De koppeling in combinatie met de verlenging van met name de landelijke FM-vergunningen in 2011 heeft ervoor gezorgd dat digitale radio van de grond is gekomen. De landelijke commerciële en publieke radio-omroepen hebben een DAB+-netwerk uitgerold en zenden hun FM-programma’s ook digitaal via de ether uit. De koppeling wordt ook breed gedragen door de Nederlandse radiosector.

De oorspronkelijke duur waarvoor de eerdere verlenging van de FM-vergunningen en de daarmee gecreëerde koppeling gold, was zes jaar (september 2011-september 2017). Deze periode van zes jaar heeft geleid tot een goede start van de digitalisering, maar deze periode is te kort gebleken om het gecreëerde momentum te bestendigen en uit te bouwen. Voorkomen moet worden dat het gecreëerde momentum verloren gaat.
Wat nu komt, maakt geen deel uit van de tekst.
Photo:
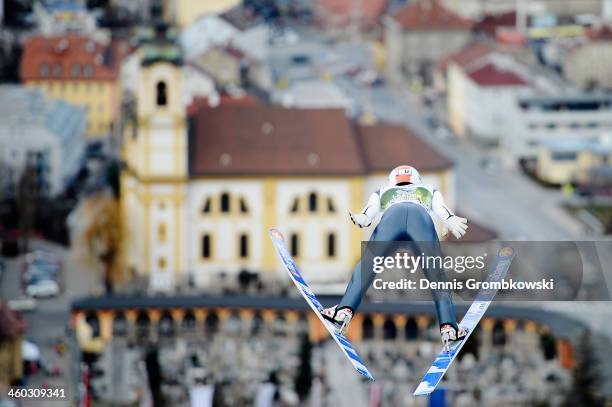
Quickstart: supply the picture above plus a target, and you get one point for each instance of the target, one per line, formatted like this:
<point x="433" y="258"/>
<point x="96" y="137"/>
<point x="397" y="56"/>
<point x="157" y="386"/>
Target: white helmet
<point x="404" y="174"/>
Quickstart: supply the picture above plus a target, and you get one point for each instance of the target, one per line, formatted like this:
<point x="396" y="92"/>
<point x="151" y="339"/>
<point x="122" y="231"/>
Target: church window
<point x="162" y="97"/>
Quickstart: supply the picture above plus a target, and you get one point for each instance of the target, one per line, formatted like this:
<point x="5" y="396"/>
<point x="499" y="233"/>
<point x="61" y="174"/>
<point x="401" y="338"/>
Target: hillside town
<point x="147" y="147"/>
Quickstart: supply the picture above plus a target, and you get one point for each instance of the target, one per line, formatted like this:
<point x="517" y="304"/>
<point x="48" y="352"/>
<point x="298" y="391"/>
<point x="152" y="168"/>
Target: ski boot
<point x="339" y="318"/>
<point x="449" y="334"/>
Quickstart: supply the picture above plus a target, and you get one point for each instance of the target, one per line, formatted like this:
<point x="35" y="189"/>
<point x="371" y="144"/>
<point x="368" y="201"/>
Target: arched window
<point x="188" y="324"/>
<point x="120" y="326"/>
<point x="295" y="243"/>
<point x="295" y="207"/>
<point x="211" y="324"/>
<point x="166" y="325"/>
<point x="257" y="324"/>
<point x="225" y="202"/>
<point x="244" y="246"/>
<point x="57" y="70"/>
<point x="162" y="97"/>
<point x="206" y="247"/>
<point x="312" y="202"/>
<point x="161" y="232"/>
<point x="75" y="70"/>
<point x="331" y="245"/>
<point x="143" y="323"/>
<point x="206" y="207"/>
<point x="92" y="320"/>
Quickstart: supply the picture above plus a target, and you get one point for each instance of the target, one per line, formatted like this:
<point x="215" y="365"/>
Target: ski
<point x="471" y="318"/>
<point x="293" y="271"/>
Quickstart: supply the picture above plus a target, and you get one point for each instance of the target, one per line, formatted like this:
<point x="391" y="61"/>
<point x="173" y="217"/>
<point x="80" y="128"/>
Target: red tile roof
<point x="261" y="139"/>
<point x="388" y="145"/>
<point x="68" y="57"/>
<point x="490" y="75"/>
<point x="255" y="140"/>
<point x="466" y="55"/>
<point x="429" y="15"/>
<point x="491" y="22"/>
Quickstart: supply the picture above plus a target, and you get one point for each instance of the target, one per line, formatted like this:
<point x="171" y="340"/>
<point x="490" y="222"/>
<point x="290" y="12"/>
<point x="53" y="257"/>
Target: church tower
<point x="155" y="155"/>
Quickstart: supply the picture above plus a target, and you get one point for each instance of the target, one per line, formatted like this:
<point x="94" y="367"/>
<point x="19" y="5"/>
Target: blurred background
<point x="147" y="146"/>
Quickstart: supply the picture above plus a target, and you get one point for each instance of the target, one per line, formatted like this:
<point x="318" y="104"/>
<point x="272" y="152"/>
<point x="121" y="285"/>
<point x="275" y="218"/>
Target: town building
<point x="572" y="160"/>
<point x="41" y="132"/>
<point x="199" y="193"/>
<point x="420" y="34"/>
<point x="184" y="12"/>
<point x="587" y="65"/>
<point x="78" y="70"/>
<point x="541" y="118"/>
<point x="481" y="92"/>
<point x="63" y="17"/>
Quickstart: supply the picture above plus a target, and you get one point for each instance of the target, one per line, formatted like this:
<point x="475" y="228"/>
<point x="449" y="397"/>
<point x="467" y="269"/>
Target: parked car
<point x="22" y="304"/>
<point x="42" y="288"/>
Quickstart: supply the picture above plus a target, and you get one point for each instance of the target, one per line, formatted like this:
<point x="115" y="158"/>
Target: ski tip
<point x="424" y="389"/>
<point x="276" y="234"/>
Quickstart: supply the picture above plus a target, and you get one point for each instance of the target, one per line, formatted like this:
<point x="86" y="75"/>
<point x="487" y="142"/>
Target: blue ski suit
<point x="406" y="218"/>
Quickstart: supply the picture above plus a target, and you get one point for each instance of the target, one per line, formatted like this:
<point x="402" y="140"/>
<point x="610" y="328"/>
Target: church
<point x="202" y="186"/>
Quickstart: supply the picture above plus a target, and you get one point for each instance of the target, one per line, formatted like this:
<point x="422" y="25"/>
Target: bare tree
<point x="99" y="233"/>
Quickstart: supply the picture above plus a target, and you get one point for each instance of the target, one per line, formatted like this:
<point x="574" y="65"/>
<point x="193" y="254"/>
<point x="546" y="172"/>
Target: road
<point x="504" y="199"/>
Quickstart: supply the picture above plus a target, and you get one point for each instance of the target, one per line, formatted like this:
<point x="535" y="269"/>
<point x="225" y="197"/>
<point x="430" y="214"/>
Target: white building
<point x="47" y="133"/>
<point x="313" y="94"/>
<point x="537" y="119"/>
<point x="481" y="92"/>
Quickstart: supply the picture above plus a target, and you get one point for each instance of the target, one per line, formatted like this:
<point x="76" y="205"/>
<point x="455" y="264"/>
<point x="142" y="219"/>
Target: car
<point x="22" y="304"/>
<point x="42" y="288"/>
<point x="40" y="271"/>
<point x="41" y="265"/>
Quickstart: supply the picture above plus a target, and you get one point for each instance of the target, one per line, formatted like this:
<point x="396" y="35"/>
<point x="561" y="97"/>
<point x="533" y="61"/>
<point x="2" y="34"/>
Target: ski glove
<point x="360" y="219"/>
<point x="456" y="225"/>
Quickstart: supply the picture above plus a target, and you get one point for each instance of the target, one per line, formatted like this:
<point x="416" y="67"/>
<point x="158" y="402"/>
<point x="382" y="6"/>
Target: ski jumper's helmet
<point x="404" y="174"/>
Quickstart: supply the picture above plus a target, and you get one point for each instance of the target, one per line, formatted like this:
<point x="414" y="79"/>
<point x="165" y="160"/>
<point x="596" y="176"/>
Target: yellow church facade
<point x="200" y="191"/>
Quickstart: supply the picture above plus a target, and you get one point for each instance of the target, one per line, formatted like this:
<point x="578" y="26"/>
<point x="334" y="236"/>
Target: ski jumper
<point x="407" y="217"/>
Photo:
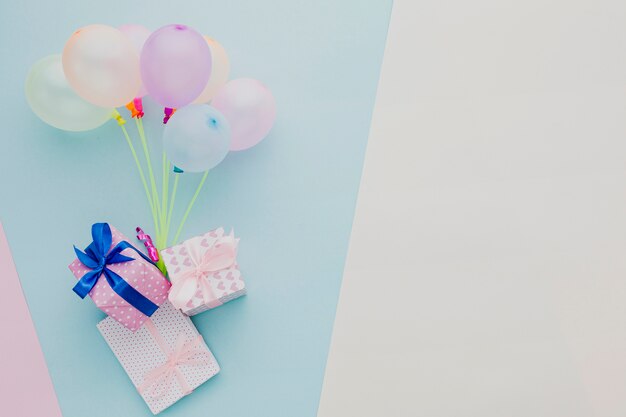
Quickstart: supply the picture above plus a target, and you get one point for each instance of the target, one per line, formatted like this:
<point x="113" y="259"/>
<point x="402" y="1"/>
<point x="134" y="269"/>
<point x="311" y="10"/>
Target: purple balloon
<point x="175" y="65"/>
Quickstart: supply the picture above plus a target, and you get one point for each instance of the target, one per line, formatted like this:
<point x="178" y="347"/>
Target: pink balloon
<point x="250" y="109"/>
<point x="138" y="35"/>
<point x="175" y="65"/>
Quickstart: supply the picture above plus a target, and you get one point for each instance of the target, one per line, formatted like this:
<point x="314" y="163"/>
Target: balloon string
<point x="171" y="209"/>
<point x="141" y="175"/>
<point x="164" y="197"/>
<point x="155" y="192"/>
<point x="191" y="203"/>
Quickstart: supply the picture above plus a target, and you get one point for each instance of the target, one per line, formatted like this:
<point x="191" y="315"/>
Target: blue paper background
<point x="290" y="199"/>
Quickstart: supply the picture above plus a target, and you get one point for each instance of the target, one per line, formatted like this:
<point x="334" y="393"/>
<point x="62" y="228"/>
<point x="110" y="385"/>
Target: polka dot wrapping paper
<point x="144" y="352"/>
<point x="213" y="283"/>
<point x="139" y="273"/>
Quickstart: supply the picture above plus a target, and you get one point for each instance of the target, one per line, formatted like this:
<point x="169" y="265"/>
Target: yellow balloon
<point x="53" y="100"/>
<point x="220" y="68"/>
<point x="102" y="66"/>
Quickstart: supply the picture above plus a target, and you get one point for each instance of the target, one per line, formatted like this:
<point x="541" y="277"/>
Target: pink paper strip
<point x="25" y="386"/>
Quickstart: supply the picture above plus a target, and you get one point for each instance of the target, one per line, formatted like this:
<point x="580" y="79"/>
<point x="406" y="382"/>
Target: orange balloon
<point x="102" y="66"/>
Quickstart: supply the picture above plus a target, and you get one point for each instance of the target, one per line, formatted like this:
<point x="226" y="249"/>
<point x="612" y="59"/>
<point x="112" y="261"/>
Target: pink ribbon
<point x="158" y="382"/>
<point x="220" y="256"/>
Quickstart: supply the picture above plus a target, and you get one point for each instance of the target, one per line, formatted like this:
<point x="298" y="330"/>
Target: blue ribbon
<point x="97" y="257"/>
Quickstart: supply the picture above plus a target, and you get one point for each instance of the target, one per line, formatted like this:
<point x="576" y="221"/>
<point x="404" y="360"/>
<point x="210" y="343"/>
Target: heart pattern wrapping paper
<point x="208" y="263"/>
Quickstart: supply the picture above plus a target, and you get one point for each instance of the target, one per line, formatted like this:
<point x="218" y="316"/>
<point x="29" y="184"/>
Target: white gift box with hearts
<point x="204" y="272"/>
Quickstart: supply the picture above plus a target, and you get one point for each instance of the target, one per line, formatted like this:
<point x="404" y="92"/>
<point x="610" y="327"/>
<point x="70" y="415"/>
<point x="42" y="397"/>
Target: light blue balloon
<point x="196" y="138"/>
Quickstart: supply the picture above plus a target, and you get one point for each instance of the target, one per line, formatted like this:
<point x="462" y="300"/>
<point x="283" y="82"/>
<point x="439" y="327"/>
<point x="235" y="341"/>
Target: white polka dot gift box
<point x="166" y="359"/>
<point x="120" y="279"/>
<point x="204" y="272"/>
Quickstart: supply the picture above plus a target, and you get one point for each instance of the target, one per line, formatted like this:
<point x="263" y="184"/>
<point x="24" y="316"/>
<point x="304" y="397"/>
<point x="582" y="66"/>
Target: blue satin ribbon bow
<point x="97" y="257"/>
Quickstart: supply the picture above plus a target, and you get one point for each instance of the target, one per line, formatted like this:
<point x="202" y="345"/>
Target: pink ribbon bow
<point x="221" y="255"/>
<point x="157" y="382"/>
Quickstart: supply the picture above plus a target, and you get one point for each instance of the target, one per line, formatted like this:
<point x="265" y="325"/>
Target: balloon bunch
<point x="103" y="68"/>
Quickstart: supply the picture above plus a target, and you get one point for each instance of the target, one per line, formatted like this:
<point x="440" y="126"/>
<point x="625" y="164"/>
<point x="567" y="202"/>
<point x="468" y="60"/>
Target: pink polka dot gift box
<point x="119" y="278"/>
<point x="204" y="272"/>
<point x="166" y="359"/>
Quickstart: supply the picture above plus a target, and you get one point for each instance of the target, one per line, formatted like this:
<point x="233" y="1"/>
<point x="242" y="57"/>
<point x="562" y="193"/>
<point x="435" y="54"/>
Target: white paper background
<point x="486" y="273"/>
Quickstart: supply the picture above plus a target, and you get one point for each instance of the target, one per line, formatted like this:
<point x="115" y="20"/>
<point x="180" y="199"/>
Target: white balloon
<point x="53" y="100"/>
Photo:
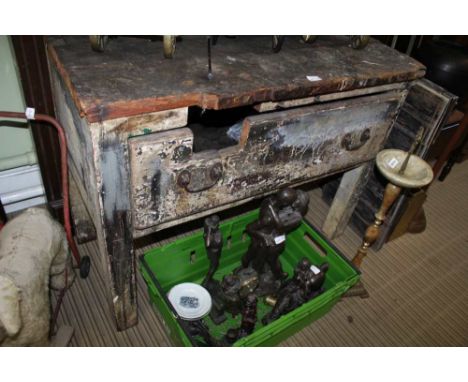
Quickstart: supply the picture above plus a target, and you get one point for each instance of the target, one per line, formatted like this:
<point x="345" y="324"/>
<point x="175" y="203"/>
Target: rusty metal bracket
<point x="199" y="178"/>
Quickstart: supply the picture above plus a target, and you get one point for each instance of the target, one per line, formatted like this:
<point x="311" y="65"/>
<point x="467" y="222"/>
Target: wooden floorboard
<point x="418" y="287"/>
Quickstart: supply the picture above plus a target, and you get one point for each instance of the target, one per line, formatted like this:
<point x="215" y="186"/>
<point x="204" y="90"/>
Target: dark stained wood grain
<point x="275" y="149"/>
<point x="131" y="77"/>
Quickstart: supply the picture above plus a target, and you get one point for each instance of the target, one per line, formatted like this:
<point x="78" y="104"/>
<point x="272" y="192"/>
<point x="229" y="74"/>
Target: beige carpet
<point x="418" y="287"/>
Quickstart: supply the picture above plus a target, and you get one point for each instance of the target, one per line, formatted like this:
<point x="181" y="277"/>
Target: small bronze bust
<point x="306" y="283"/>
<point x="214" y="245"/>
<point x="279" y="214"/>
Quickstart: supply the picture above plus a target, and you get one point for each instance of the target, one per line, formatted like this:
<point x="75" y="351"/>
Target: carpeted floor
<point x="418" y="287"/>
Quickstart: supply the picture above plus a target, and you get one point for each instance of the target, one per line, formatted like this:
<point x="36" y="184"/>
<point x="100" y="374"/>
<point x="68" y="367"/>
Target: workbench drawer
<point x="171" y="184"/>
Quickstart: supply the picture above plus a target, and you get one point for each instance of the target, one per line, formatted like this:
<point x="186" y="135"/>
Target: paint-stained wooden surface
<point x="275" y="149"/>
<point x="131" y="77"/>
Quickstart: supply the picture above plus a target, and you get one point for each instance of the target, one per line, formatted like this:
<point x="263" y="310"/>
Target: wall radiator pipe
<point x="26" y="159"/>
<point x="30" y="115"/>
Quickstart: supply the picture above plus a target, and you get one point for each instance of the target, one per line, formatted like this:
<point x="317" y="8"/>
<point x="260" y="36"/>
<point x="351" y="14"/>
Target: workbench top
<point x="132" y="77"/>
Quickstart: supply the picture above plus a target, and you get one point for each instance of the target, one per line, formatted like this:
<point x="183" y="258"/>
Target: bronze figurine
<point x="213" y="244"/>
<point x="279" y="214"/>
<point x="306" y="283"/>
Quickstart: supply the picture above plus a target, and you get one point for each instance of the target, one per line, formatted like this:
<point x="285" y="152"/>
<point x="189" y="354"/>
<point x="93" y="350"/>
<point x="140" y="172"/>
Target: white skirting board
<point x="21" y="188"/>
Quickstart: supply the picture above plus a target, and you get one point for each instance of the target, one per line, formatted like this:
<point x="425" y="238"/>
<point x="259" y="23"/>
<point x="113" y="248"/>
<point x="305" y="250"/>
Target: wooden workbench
<point x="312" y="110"/>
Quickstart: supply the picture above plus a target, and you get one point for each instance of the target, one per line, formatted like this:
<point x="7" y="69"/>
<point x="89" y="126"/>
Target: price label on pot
<point x="393" y="162"/>
<point x="314" y="270"/>
<point x="279" y="239"/>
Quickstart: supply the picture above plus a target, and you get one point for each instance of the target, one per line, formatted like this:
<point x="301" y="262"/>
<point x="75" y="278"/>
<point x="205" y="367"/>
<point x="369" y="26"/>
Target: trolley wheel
<point x="358" y="42"/>
<point x="85" y="266"/>
<point x="98" y="43"/>
<point x="277" y="43"/>
<point x="169" y="45"/>
<point x="309" y="39"/>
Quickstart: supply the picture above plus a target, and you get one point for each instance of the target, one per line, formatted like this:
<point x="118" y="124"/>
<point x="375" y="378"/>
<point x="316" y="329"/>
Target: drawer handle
<point x="195" y="179"/>
<point x="354" y="141"/>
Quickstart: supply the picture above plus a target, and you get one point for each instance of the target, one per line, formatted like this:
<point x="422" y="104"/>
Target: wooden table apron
<point x="126" y="163"/>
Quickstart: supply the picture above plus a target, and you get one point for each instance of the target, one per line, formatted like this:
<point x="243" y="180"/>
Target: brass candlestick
<point x="402" y="170"/>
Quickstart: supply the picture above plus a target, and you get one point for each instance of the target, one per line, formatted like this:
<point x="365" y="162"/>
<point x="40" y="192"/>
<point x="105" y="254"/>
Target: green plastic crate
<point x="185" y="260"/>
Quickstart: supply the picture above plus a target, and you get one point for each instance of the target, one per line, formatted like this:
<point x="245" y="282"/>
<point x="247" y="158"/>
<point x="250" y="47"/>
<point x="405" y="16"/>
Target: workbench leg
<point x="84" y="227"/>
<point x="116" y="236"/>
<point x="345" y="200"/>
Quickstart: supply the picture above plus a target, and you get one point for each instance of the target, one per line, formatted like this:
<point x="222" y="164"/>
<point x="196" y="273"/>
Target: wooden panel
<point x="276" y="149"/>
<point x="131" y="77"/>
<point x="427" y="105"/>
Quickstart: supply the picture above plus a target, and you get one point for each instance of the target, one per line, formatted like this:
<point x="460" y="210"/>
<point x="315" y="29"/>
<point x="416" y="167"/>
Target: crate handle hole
<point x="244" y="236"/>
<point x="316" y="246"/>
<point x="193" y="257"/>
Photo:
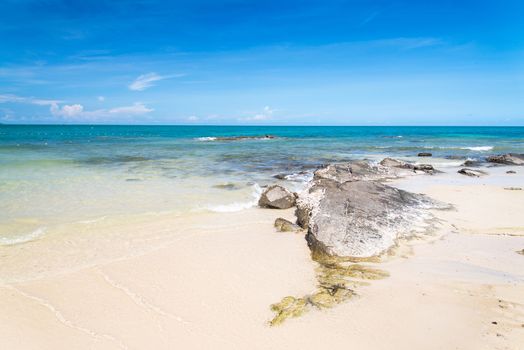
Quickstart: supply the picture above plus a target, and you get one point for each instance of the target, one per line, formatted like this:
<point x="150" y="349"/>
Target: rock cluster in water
<point x="507" y="159"/>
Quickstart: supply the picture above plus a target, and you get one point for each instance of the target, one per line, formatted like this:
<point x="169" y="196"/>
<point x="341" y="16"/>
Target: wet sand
<point x="208" y="281"/>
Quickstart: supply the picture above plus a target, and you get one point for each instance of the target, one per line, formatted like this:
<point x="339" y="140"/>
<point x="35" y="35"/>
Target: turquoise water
<point x="52" y="175"/>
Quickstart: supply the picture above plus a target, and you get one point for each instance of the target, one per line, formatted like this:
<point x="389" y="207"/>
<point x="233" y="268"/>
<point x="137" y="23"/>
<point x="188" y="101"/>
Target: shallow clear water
<point x="52" y="175"/>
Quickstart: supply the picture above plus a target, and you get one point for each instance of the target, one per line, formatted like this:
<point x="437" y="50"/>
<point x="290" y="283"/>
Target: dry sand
<point x="206" y="282"/>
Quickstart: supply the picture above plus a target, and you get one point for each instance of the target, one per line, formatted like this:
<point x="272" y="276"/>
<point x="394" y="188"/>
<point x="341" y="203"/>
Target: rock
<point x="242" y="137"/>
<point x="277" y="197"/>
<point x="284" y="225"/>
<point x="395" y="163"/>
<point x="353" y="171"/>
<point x="427" y="168"/>
<point x="357" y="218"/>
<point x="471" y="163"/>
<point x="471" y="172"/>
<point x="507" y="159"/>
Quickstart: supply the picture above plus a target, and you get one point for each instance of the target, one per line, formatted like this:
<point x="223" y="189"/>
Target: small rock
<point x="277" y="197"/>
<point x="471" y="172"/>
<point x="284" y="225"/>
<point x="471" y="163"/>
<point x="428" y="168"/>
<point x="508" y="159"/>
<point x="395" y="163"/>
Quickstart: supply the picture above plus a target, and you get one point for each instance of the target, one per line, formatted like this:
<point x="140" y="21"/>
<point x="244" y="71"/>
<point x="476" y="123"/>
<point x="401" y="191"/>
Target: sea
<point x="55" y="175"/>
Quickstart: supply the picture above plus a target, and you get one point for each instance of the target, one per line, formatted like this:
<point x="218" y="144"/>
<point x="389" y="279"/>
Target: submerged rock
<point x="395" y="163"/>
<point x="427" y="168"/>
<point x="284" y="225"/>
<point x="277" y="197"/>
<point x="353" y="171"/>
<point x="471" y="163"/>
<point x="358" y="218"/>
<point x="471" y="172"/>
<point x="507" y="159"/>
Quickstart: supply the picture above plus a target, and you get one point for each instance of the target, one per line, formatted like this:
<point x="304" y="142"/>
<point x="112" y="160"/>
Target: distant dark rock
<point x="277" y="197"/>
<point x="471" y="172"/>
<point x="284" y="225"/>
<point x="507" y="159"/>
<point x="238" y="138"/>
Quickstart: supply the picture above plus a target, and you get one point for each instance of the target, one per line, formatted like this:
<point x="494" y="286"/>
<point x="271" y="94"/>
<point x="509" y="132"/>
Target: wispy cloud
<point x="136" y="108"/>
<point x="10" y="98"/>
<point x="145" y="81"/>
<point x="266" y="114"/>
<point x="77" y="111"/>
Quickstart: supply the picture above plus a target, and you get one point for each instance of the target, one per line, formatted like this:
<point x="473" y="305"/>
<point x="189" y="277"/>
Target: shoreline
<point x="210" y="282"/>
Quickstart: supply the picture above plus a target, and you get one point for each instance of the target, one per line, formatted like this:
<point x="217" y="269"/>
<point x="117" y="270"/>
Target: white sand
<point x="206" y="282"/>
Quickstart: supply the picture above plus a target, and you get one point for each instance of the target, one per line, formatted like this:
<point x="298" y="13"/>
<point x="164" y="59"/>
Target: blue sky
<point x="281" y="62"/>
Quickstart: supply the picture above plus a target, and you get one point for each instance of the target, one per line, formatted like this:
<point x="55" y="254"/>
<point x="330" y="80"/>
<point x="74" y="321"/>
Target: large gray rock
<point x="277" y="197"/>
<point x="354" y="171"/>
<point x="471" y="172"/>
<point x="395" y="163"/>
<point x="507" y="159"/>
<point x="358" y="218"/>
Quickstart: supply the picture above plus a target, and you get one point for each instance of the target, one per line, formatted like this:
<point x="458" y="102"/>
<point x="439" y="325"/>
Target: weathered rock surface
<point x="471" y="172"/>
<point x="357" y="218"/>
<point x="395" y="163"/>
<point x="353" y="171"/>
<point x="471" y="163"/>
<point x="507" y="159"/>
<point x="277" y="197"/>
<point x="427" y="168"/>
<point x="284" y="225"/>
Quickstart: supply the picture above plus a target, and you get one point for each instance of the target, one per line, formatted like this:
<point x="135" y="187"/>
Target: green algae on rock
<point x="336" y="283"/>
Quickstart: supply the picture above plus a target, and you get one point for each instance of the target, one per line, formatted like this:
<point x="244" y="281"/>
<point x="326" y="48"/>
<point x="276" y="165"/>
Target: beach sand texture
<point x="211" y="284"/>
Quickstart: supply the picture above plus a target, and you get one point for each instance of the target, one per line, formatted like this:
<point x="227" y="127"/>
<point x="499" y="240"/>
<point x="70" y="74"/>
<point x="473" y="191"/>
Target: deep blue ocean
<point x="51" y="175"/>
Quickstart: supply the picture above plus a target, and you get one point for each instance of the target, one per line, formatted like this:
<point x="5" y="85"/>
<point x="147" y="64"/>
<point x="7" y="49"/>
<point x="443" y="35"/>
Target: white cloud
<point x="67" y="110"/>
<point x="145" y="81"/>
<point x="136" y="108"/>
<point x="266" y="114"/>
<point x="29" y="100"/>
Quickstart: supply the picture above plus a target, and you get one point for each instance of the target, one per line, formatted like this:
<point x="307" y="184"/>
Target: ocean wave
<point x="205" y="138"/>
<point x="238" y="206"/>
<point x="39" y="232"/>
<point x="478" y="148"/>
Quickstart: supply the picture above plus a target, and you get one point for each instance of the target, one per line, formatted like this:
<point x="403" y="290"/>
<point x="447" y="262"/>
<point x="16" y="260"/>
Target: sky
<point x="234" y="62"/>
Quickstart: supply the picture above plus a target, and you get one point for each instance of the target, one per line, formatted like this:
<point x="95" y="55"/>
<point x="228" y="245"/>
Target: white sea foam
<point x="479" y="148"/>
<point x="205" y="138"/>
<point x="39" y="232"/>
<point x="238" y="206"/>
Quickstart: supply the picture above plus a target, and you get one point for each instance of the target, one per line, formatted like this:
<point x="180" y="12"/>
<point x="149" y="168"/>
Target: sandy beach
<point x="211" y="286"/>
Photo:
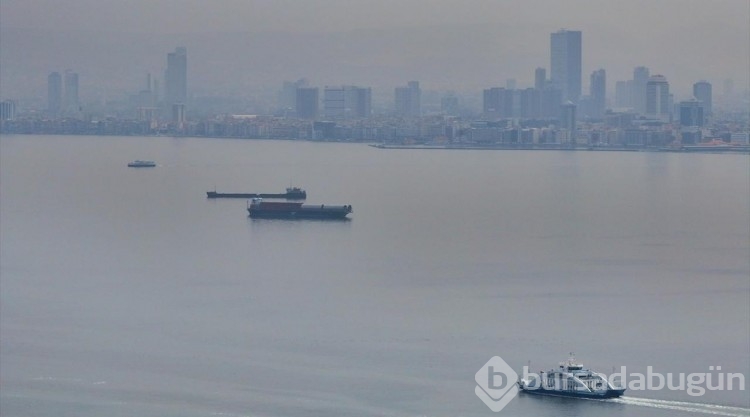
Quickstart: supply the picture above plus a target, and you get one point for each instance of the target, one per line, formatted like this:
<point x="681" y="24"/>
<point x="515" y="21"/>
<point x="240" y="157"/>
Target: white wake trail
<point x="702" y="408"/>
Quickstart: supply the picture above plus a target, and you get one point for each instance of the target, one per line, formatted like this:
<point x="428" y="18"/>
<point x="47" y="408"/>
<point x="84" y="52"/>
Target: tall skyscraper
<point x="568" y="120"/>
<point x="657" y="98"/>
<point x="702" y="91"/>
<point x="409" y="100"/>
<point x="306" y="103"/>
<point x="347" y="102"/>
<point x="565" y="63"/>
<point x="598" y="92"/>
<point x="54" y="93"/>
<point x="540" y="78"/>
<point x="624" y="94"/>
<point x="692" y="113"/>
<point x="640" y="79"/>
<point x="7" y="110"/>
<point x="288" y="94"/>
<point x="71" y="92"/>
<point x="176" y="77"/>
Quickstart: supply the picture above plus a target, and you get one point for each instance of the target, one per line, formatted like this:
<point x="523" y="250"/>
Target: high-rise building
<point x="347" y="102"/>
<point x="288" y="94"/>
<point x="71" y="92"/>
<point x="657" y="98"/>
<point x="7" y="110"/>
<point x="540" y="78"/>
<point x="565" y="63"/>
<point x="175" y="77"/>
<point x="568" y="120"/>
<point x="306" y="103"/>
<point x="691" y="113"/>
<point x="640" y="79"/>
<point x="409" y="100"/>
<point x="624" y="94"/>
<point x="702" y="92"/>
<point x="598" y="93"/>
<point x="497" y="102"/>
<point x="54" y="93"/>
<point x="449" y="105"/>
<point x="550" y="101"/>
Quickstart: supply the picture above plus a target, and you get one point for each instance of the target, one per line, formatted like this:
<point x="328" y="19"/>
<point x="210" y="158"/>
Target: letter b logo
<point x="496" y="383"/>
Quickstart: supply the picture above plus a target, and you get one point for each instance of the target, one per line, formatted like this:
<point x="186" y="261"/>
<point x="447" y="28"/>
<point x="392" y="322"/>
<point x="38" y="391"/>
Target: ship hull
<point x="333" y="213"/>
<point x="287" y="196"/>
<point x="610" y="393"/>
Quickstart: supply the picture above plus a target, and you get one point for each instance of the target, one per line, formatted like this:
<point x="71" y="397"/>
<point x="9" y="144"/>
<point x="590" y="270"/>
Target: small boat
<point x="570" y="379"/>
<point x="257" y="208"/>
<point x="141" y="164"/>
<point x="292" y="193"/>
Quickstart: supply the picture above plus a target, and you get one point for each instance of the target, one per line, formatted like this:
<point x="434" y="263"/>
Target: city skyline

Na weging van alle betrokken belangen, is besloten om de landelijke commerciële FM-vergunningen nogmaals te verlengen ten behoeve van de digitalisering. Hiertoe is het noodzakelijk om de koppeling tussen de landelijke commerciële FM en het spectrum voor DAB+ met vijf jaar extra te continueren (tot 1 september 2022). In het Besluit verlengbaarheid vergunningen landelijke commerciële radio FM-band 2016 en in de brief van 1 september 20152 aan de Tweede Kamer is de keuze voor een verlenging nader toegelicht.

Hierbij acht het kabinet het van belang dat ook twee externe onderzoeken het belang van de koppeling tussen FM en digitale etherradio onderstrepen en het ingezette beleid ondersteunen.

De Kwink-groep (hierna: Kwink) heeft een terugblik verricht op het verlengings- en digitaliseringsbeleid voor de periode 2011-2017 en een vooruitblik voor de komende periode.3 Voor zover hier relevant concludeert Kwink dat het aannemelijk is dat zonder koppeling de markt niet, pas later of niet in hetzelfde tempo had geïnvesteerd in digitalisering van de etherradio. Voor de toekomst concludeert Kwink dat de verwachting dat digitalisering van de etherradio op termijn bijdraagt aan een doelmatiger frequentiegebruik overeind blijft. Het onderzoek van Kwink onderstreept derhalve het belang om de koppeling te continueren.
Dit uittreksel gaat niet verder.